I am a fan of the Second Amendment.  I own a number of guns.  Often I’m carrying one on me.  I know that we are “guaranteed the right to bear arms,” and I utilize that right.  But as a Christian I wonder, “‘All things are lawful for me,’ but not all things are helpful. ‘All things are lawful for me,’ but I will not be dominated by anything,” (1 Corinthians 6:12, ESV).  Even more to the point, “‘All things are lawful,’ but not all things are helpful. ‘All things are lawful,’ but not all things build up. Let no one seek his own good, but the good of his neighbor,” (1 Corinthians 10:23, ESV).  Having an AR-15 may be a legal right, but is it helpful?  Having the Second Amendment grant us the right is wonderful, but are we being dominated by this right?

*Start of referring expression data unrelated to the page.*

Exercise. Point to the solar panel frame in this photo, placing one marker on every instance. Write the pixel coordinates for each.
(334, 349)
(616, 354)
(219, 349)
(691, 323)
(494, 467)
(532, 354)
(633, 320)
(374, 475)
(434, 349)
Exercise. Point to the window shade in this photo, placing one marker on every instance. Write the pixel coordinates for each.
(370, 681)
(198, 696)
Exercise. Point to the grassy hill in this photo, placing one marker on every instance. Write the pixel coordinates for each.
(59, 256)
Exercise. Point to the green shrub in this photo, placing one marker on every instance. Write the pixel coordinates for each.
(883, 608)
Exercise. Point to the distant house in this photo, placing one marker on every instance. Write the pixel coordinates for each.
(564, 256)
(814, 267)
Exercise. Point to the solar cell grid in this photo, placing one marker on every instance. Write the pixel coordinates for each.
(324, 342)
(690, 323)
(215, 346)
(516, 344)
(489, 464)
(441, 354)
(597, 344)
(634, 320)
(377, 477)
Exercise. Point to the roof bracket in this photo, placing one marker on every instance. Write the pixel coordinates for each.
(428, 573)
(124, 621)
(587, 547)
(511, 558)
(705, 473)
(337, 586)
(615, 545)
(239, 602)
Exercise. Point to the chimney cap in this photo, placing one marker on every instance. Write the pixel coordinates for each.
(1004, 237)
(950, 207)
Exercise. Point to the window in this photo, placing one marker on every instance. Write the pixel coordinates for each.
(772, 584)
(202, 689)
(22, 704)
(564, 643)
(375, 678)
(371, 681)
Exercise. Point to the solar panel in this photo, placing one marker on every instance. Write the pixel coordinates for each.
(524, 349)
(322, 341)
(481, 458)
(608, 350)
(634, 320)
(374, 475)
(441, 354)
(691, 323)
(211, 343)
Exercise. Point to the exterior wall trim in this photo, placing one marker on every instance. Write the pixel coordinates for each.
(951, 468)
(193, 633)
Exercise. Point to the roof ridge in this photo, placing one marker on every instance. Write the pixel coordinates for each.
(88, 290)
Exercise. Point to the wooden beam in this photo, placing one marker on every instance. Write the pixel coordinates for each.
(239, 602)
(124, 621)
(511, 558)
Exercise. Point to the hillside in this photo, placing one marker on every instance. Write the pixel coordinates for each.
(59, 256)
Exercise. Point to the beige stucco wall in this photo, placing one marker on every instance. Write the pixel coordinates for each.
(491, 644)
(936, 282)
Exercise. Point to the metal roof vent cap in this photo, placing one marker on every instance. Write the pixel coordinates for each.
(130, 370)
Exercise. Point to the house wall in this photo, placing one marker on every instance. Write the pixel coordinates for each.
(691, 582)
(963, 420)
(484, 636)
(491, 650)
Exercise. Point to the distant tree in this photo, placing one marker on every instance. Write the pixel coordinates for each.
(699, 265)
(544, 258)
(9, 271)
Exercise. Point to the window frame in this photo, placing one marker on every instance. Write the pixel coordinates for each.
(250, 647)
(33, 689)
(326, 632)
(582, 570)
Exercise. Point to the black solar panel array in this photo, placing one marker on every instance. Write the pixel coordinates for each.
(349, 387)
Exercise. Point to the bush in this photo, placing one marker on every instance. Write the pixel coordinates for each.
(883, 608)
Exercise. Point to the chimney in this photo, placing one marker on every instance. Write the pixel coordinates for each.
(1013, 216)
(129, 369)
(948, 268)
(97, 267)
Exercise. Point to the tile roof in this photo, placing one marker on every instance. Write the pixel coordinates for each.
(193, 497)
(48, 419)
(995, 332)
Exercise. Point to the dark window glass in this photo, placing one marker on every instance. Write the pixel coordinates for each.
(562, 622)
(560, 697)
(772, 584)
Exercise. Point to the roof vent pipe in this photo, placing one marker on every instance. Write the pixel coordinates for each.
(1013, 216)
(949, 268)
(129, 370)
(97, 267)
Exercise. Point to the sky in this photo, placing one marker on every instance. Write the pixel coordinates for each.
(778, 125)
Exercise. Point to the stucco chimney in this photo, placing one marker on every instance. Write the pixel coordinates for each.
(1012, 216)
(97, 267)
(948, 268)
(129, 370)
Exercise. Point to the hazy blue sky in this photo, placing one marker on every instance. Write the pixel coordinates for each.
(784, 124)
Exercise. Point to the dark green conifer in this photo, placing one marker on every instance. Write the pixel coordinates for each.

As a Christian, I can easily say that just because abortion is legal, it doesn’t make it right.  Any conservative Christian that I know wants Planned Parenthood to go under, along with any other abortion facility.  They kill our children.  Yet, those same Christians (some, not all) are so married to the Second Amendment, that they make the same arguments (with little word variation) that the extreme pro-abortionist makes.  “It’s my body.  It’s my choice.  It’s my right.”  “It’s my gun.  It my choice.  It’s my right.”  Just because it is a right doesn’t make it right.

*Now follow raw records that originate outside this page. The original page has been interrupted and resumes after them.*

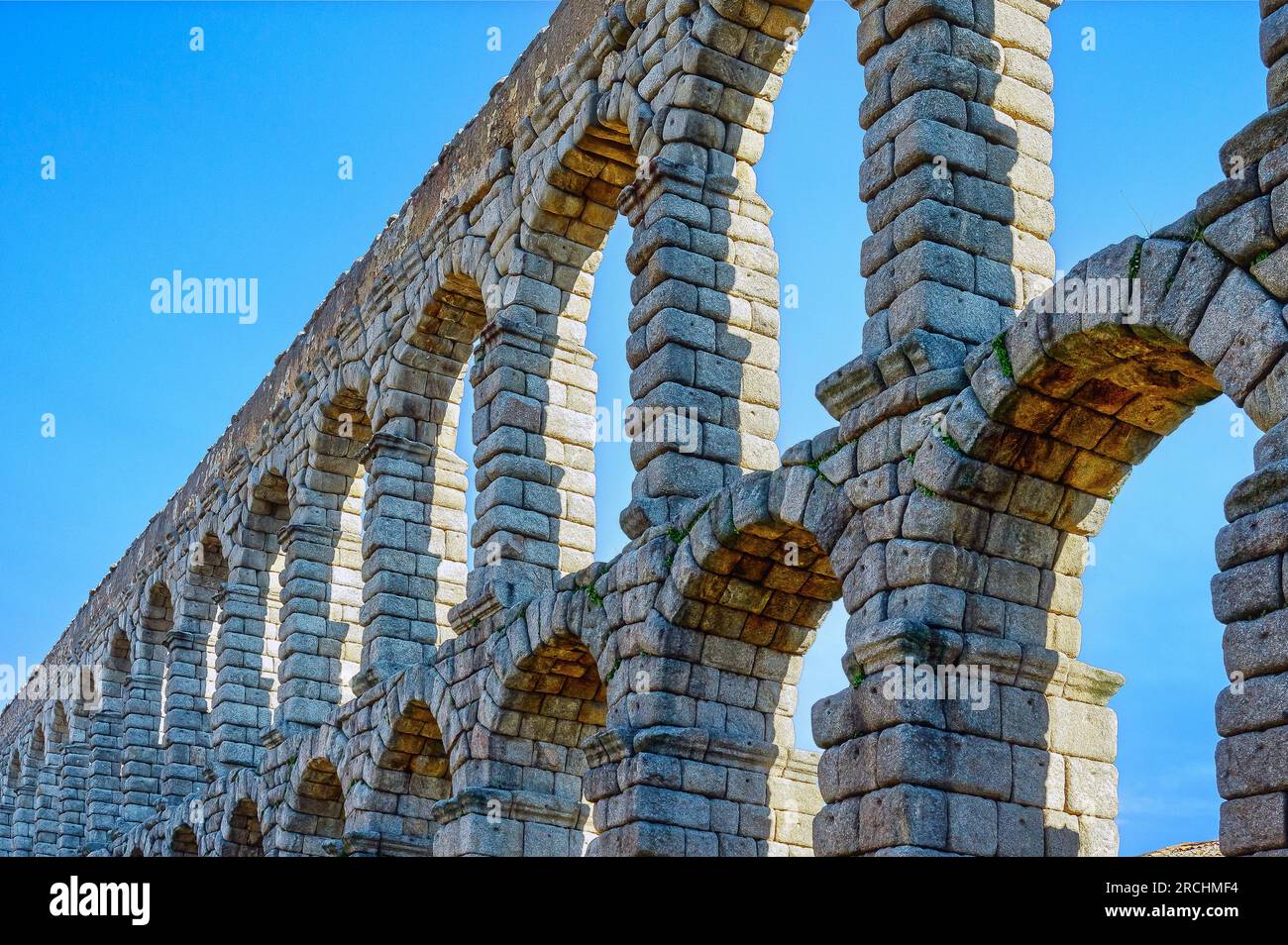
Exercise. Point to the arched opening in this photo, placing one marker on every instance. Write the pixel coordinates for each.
(71, 777)
(314, 821)
(1010, 483)
(321, 648)
(410, 774)
(748, 582)
(524, 768)
(141, 752)
(191, 671)
(9, 803)
(250, 606)
(244, 834)
(103, 802)
(343, 432)
(44, 779)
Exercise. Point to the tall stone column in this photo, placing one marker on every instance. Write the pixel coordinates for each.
(309, 680)
(184, 740)
(671, 790)
(1274, 51)
(412, 549)
(46, 838)
(703, 345)
(25, 814)
(7, 811)
(141, 750)
(535, 442)
(957, 142)
(103, 786)
(241, 705)
(72, 790)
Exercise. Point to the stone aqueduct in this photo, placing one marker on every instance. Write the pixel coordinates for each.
(295, 660)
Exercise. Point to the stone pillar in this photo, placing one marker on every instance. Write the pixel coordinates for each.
(46, 838)
(1249, 716)
(670, 790)
(185, 738)
(241, 705)
(25, 814)
(493, 821)
(957, 143)
(1274, 51)
(73, 778)
(141, 751)
(535, 442)
(309, 679)
(412, 550)
(703, 345)
(103, 793)
(7, 811)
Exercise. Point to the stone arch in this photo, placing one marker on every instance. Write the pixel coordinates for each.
(180, 841)
(243, 833)
(746, 579)
(1078, 390)
(35, 837)
(191, 667)
(399, 761)
(703, 345)
(250, 614)
(520, 774)
(313, 821)
(71, 770)
(415, 531)
(999, 489)
(321, 647)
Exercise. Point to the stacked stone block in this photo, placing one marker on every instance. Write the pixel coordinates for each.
(957, 143)
(644, 705)
(249, 612)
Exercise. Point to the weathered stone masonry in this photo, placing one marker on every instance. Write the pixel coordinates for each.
(296, 661)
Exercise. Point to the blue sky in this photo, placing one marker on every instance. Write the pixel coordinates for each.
(223, 162)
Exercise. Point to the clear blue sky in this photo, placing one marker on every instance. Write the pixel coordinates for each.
(223, 162)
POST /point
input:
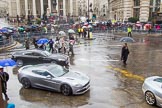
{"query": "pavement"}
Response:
(12, 46)
(18, 45)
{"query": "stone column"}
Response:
(161, 6)
(26, 8)
(57, 7)
(42, 8)
(10, 9)
(49, 5)
(18, 7)
(34, 9)
(64, 8)
(71, 7)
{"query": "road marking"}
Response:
(127, 73)
(83, 59)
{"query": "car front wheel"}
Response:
(150, 98)
(66, 90)
(19, 63)
(26, 83)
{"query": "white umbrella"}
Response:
(62, 33)
(71, 31)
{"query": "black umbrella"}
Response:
(127, 39)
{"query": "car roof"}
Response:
(27, 51)
(44, 66)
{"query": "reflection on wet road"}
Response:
(112, 84)
(127, 73)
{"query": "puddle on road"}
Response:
(127, 73)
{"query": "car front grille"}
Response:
(86, 84)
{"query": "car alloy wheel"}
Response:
(53, 62)
(66, 90)
(150, 98)
(19, 63)
(26, 83)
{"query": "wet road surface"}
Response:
(112, 84)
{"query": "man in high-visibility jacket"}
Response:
(129, 30)
(79, 31)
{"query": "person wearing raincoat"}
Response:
(124, 54)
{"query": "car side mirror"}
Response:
(49, 76)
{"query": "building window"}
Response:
(136, 12)
(136, 2)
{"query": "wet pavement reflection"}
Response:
(112, 84)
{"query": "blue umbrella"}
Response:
(127, 39)
(42, 41)
(7, 62)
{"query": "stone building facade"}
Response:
(39, 7)
(121, 10)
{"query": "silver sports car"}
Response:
(53, 77)
(152, 88)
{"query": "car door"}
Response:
(28, 58)
(51, 81)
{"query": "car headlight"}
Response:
(78, 85)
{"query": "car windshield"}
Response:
(58, 71)
(46, 53)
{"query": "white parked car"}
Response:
(152, 89)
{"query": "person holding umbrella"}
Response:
(51, 43)
(4, 78)
(124, 53)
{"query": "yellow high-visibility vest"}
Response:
(78, 29)
(129, 29)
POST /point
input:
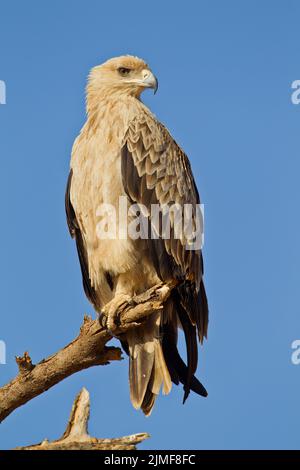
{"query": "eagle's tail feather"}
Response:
(147, 368)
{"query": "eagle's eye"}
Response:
(124, 71)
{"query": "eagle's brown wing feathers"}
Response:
(156, 171)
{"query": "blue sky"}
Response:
(225, 71)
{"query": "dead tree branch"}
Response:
(87, 350)
(76, 436)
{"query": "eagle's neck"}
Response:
(110, 112)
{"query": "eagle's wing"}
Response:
(156, 171)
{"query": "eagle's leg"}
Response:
(111, 312)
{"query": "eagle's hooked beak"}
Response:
(150, 80)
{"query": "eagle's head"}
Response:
(125, 75)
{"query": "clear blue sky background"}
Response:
(225, 71)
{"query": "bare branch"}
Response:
(76, 436)
(87, 350)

Many pro-gun advocates are much like the pro-abortion advocates: Guns on demand and no limiting my rights. (For those who still espouse the constitutional right, I again say: just because it is a right, doesn’t make it right…even if it is in the Constitution.).  Every right that we possess also comes with responsibility, but it also is uninhibited.  Free speech is limited.  We all know the old example that one cannot yell “fire” in a crowded building.  Why?  Because souls are at stake.  Panic and trampling, death and carnage.  Freedom of the press is limited.  A journalist cannot write libel.  TV reporters can commit slander. Remember, the reason that reporters and journalists use the word “alleged” now is because libel/slander could be cited in civil/criminal courts if the person was found not guilty (along with the idea of an unprejudiced jury).  Why?  Souls.  The reputation of a man, woman, or child is at stake.  Their very being (soul) is at stake.  Freedom of religion is limited (more and more it seems like these days).  Utah was not allowed to be part of the Union until it outlawed polygamy, accepted by the Mormon Church.  Zoning laws (commercial versus residential) will keep church buildings at bay or welcome them in.

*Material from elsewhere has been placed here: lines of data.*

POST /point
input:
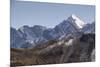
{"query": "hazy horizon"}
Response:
(47, 14)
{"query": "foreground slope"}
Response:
(66, 50)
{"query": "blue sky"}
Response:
(47, 14)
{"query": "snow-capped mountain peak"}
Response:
(76, 21)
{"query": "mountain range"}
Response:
(27, 37)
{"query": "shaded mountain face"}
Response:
(68, 50)
(27, 36)
(89, 28)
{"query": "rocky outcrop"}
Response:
(66, 50)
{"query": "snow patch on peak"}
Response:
(77, 21)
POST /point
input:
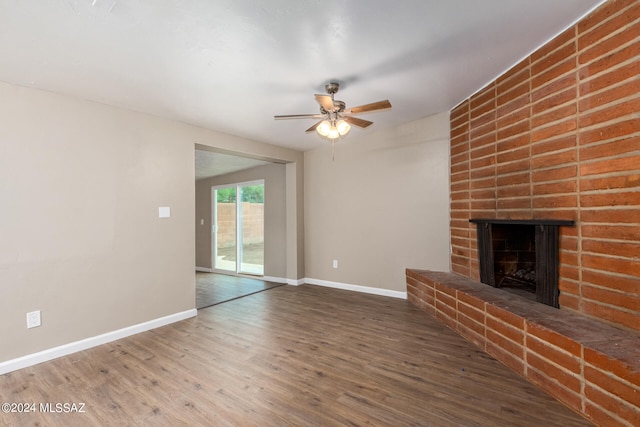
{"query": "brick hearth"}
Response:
(591, 367)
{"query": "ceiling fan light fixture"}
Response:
(343, 127)
(324, 128)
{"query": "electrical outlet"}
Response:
(33, 319)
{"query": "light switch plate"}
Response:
(164, 212)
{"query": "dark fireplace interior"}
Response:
(514, 258)
(521, 256)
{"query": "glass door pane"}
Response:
(251, 228)
(225, 226)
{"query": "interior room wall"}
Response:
(80, 188)
(380, 206)
(275, 239)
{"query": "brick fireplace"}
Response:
(557, 137)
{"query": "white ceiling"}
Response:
(231, 65)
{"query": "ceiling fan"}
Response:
(336, 119)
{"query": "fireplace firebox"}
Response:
(521, 256)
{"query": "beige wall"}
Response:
(381, 206)
(80, 187)
(275, 227)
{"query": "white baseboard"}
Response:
(65, 349)
(294, 282)
(357, 288)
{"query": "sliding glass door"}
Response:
(238, 231)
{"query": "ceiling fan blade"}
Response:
(325, 102)
(367, 108)
(313, 128)
(357, 122)
(298, 116)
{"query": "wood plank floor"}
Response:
(288, 356)
(214, 288)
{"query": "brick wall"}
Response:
(558, 136)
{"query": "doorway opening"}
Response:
(238, 228)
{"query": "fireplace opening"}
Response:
(514, 258)
(521, 257)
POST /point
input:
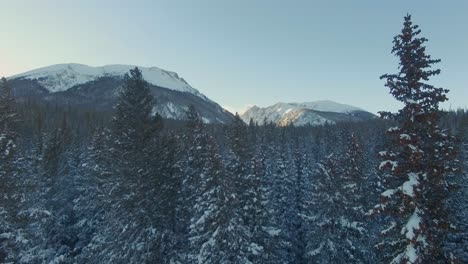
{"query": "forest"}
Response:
(85, 186)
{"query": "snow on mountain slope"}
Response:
(61, 77)
(299, 114)
(328, 106)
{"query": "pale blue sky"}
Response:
(243, 52)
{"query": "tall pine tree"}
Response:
(416, 165)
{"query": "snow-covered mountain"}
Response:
(309, 113)
(97, 87)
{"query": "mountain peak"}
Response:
(314, 113)
(61, 77)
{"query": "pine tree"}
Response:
(8, 172)
(416, 165)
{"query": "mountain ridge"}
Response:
(306, 113)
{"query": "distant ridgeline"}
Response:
(91, 172)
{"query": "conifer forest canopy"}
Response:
(83, 184)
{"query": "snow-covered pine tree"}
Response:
(8, 173)
(416, 165)
(131, 220)
(242, 185)
(352, 219)
(327, 200)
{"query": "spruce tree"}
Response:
(417, 163)
(8, 171)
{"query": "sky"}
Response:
(244, 52)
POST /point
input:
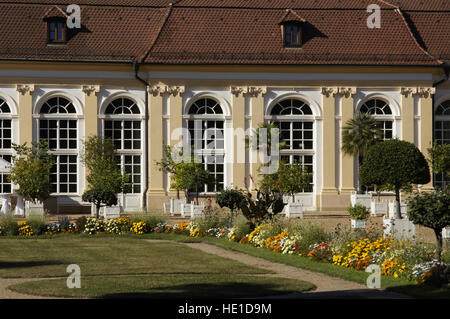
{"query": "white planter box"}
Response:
(446, 233)
(293, 210)
(110, 212)
(358, 223)
(32, 209)
(399, 228)
(393, 209)
(362, 199)
(378, 208)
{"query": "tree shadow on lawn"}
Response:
(26, 264)
(207, 291)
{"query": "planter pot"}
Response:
(393, 209)
(362, 199)
(399, 228)
(191, 210)
(293, 210)
(358, 223)
(34, 209)
(20, 207)
(176, 205)
(378, 208)
(110, 212)
(446, 233)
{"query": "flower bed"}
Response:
(396, 258)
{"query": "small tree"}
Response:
(289, 179)
(395, 164)
(230, 198)
(440, 160)
(104, 178)
(191, 177)
(168, 165)
(431, 210)
(358, 135)
(267, 204)
(31, 170)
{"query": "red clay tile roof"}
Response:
(231, 32)
(291, 15)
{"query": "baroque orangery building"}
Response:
(137, 71)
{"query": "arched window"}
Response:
(442, 135)
(294, 119)
(58, 125)
(382, 112)
(123, 125)
(5, 143)
(206, 129)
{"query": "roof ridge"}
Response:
(169, 11)
(400, 12)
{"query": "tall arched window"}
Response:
(123, 123)
(382, 112)
(5, 143)
(58, 125)
(206, 129)
(295, 120)
(442, 134)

I know there are gun laws.  I’m not disputing that.  Yes, the government needs to do a better job at enforcing what we already have on the books.  But I go back to the very thought that while it is lawful, it is not helpful, nor does it build up.  If the believer should be about loving his neighbor, and Jesus taught that the neighbor is anyone and everyone, then ought we not put neighbor ahead of guns?  Ought we not give up our right to love our neighbor?  That seems to be the case that Paul was making in 1 Corinthians.

Seventeen souls yesterday, hundreds more in recent years.  I know the problem is overwhelming, and that when people get overwhelmed they often shut down.  Yet this is not the time to shut down and pretend that nothing is happening.  I don’t have the solution.  I am only seeking to point out to many who refuse to see there’s a problem that there is indeed a problem.  It is not as simple as saying that the laws on the books need to be enforced (which they do).  It is not as simple as saying that “crazy people” shouldn’t have guns.  It is not as easy as saying it’s a sin problem or a heart problem (which it is).  But it is not just “their” sin and heart problem.  It is ours as well.  I see more love for guns than I do for souls.  Maybe I’m wrong, but I am calling it like I see it.

I wonder if Jesus would not say (if he were in America today), “Love your neighbors as you love your guns.”

These people are not just people.  They are souls, image-bearers of God.